One reason futurist dispensationalism became popular in the late 1800s to early 1900s was because of the conjecture of the liberal Higher Critics. The authority of Scripture was derided by liberals who saw in Matthew 24, and elsewhere in the New Testament, a promise of the Second Coming in the first century. Jesus stated plainly that “This generation shall not pass, till all these things be fulfilled” (Matthew 24:34). According to liberals such as Bertrand Russell in Why I am not a Christian, since Jesus had not returned bodily to the earth by AD 70, then this prophecy was obviously wrong.
In response, most fundamentalists of the 20th century decided to twist the meaning of Matthew 24 toward a future fulfillment. But it is difficult to explain verse 34, “this generation,” as having an application beyond the “generation” of Jesus and the Apostles. This is one reason why many conservative scholars have now turned back to preterism.
Preterists, historicists and futurists all agree that at least some of Matthew 24 was fulfilled in the first century. Even the dispensationalist author Hal Lindsey, in The Late Great Planet Earth, admits that this passage had a partial first century fulfillment. Likewise, many preterists agree that parts of the Mount Olivet passage (Matthew 24, 25) have a future eschatological significance. All orthodox views of Scripture are “partial preterist” views. However, once we accept preterism to any degree, we ought to consider this paradigm to interpret similar passages of Scripture.
This is an important principle when critiquing the historicist view as well. Scripture must interpret Scripture. Historicists often assert that the Jesuits published the first preterist interpretation of Revelation in 1614, An Investigation into the Hidden Sense of the Apocalypse by Luis del Alcázar. They paint the preterist view as Roman Catholic propaganda that was concocted in order to deflect from the Protestant teaching that the papacy is the Antichrist. Yet John Calvin’s preterist treatment of Daniel, first preached in 1561, precedes Alcázar. I often hear historicists say that all of the Reformers were historicists. However, when Calvin preached his preterist exposition on Daniel, he also made applications from Daniel 7 and 9 to Revelation 13 and 17.
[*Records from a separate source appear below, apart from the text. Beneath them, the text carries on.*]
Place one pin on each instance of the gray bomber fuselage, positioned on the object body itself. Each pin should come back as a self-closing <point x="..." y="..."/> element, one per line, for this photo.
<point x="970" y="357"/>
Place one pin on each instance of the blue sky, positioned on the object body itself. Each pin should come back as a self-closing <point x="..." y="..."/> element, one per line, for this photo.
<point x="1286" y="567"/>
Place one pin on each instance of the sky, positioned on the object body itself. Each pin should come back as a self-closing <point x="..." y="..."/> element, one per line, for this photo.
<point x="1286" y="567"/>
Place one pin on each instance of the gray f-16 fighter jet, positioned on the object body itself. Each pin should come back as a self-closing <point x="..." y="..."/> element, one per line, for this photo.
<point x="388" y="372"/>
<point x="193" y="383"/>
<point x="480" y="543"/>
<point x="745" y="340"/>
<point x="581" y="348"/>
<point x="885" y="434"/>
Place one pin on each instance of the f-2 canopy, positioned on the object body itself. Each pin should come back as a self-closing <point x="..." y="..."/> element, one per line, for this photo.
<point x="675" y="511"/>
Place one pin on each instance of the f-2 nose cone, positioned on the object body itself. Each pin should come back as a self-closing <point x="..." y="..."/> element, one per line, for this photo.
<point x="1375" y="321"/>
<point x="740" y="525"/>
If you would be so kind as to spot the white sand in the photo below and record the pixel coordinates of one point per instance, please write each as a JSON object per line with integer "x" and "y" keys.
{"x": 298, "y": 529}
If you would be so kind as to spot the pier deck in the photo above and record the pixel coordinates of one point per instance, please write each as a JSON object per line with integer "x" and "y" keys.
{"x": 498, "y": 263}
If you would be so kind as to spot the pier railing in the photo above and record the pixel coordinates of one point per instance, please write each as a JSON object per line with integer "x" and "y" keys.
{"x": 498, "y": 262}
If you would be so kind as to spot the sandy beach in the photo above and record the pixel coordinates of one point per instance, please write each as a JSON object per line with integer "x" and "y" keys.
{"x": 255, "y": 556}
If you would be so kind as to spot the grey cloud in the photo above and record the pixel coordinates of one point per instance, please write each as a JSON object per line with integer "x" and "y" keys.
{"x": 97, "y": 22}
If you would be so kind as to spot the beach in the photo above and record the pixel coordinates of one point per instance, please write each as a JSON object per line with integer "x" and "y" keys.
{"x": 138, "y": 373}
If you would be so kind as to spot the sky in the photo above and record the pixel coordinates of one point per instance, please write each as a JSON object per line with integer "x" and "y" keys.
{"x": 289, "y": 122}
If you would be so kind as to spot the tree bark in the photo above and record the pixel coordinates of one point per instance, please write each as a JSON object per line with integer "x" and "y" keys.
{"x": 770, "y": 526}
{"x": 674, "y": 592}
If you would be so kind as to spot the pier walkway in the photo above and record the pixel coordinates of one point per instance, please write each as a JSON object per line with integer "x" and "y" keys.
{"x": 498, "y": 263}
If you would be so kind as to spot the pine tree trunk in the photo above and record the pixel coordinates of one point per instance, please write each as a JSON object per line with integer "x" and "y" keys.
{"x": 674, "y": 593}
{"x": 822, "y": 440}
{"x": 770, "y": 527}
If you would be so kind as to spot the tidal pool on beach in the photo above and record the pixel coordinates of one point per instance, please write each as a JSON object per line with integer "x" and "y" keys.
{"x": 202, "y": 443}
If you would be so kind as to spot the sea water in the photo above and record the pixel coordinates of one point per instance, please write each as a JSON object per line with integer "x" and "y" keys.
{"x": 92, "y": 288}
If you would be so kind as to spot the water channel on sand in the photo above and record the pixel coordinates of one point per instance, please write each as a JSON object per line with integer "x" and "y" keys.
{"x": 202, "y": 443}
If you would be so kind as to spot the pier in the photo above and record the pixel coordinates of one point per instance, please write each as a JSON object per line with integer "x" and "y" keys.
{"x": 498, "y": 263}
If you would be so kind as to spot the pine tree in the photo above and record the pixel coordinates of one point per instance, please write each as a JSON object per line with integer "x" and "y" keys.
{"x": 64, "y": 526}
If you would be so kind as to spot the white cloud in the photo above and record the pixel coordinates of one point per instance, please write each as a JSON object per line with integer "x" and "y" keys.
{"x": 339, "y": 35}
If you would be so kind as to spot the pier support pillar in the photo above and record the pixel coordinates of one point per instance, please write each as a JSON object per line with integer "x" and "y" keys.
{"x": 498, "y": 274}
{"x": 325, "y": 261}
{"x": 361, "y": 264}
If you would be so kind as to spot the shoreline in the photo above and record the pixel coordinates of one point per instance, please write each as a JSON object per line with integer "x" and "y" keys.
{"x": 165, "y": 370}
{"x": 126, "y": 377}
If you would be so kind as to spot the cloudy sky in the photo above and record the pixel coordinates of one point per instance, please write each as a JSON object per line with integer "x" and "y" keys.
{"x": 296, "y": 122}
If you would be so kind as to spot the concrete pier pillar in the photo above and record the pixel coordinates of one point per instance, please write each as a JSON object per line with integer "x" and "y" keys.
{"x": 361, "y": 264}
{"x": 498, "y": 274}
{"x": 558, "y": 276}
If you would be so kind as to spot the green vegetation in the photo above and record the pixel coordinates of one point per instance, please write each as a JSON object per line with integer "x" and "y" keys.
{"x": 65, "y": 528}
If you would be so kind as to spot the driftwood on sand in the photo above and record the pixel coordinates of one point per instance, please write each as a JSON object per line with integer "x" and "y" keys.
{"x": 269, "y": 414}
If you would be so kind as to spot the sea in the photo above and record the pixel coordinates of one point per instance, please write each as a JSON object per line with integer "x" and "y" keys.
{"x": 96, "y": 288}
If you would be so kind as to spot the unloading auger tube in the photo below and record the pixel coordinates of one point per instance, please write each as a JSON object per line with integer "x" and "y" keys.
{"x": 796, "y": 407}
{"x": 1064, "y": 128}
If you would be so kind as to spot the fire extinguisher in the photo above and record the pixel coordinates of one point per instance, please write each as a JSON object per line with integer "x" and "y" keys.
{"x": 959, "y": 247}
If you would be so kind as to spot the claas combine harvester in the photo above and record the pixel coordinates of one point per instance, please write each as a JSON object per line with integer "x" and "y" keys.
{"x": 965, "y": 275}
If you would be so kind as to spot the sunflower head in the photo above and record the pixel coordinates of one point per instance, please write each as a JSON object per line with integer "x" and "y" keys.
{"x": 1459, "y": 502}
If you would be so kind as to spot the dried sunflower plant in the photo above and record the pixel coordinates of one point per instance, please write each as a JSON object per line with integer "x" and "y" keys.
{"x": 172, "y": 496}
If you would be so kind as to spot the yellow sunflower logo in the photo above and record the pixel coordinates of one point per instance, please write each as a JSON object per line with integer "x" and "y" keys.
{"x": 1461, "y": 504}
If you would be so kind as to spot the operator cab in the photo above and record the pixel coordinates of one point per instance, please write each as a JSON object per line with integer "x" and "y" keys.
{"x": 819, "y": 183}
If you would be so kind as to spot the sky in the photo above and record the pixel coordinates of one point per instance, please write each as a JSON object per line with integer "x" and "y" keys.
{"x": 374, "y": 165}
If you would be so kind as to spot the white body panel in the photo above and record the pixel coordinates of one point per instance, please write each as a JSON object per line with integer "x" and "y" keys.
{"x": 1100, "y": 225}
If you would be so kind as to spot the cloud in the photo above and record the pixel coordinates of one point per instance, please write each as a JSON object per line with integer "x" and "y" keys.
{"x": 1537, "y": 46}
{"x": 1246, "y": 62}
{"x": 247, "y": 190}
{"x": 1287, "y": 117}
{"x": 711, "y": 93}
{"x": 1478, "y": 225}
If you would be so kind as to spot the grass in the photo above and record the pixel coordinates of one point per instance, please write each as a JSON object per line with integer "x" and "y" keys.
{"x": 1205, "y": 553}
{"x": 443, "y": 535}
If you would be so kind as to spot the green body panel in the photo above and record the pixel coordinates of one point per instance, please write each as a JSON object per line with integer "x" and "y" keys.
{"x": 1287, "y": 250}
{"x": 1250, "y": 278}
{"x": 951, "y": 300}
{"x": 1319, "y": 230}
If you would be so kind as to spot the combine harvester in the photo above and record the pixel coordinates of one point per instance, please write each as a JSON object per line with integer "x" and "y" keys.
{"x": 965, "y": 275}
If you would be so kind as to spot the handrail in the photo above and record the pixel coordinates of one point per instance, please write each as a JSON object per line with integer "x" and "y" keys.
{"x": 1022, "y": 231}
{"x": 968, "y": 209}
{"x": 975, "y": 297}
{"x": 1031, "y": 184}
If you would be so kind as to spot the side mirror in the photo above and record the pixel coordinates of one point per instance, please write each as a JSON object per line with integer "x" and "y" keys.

A partial preterist view can be traced to one of the earliest Christian commentaries on Daniel, which is contained in The Stromata (or Miscellanies) by Clement of Alexandria in AD 180, and the first known full commentary on Revelation by Victorinus of Pettau in AD 260. Contrary to the claim that preterism is a Jesuit invention, the preterist view has a strong pedigree tracing back to the early Church Fathers. Preterism is not a strange, new doctrine, but a view that is being reclaimed and retaught in our day.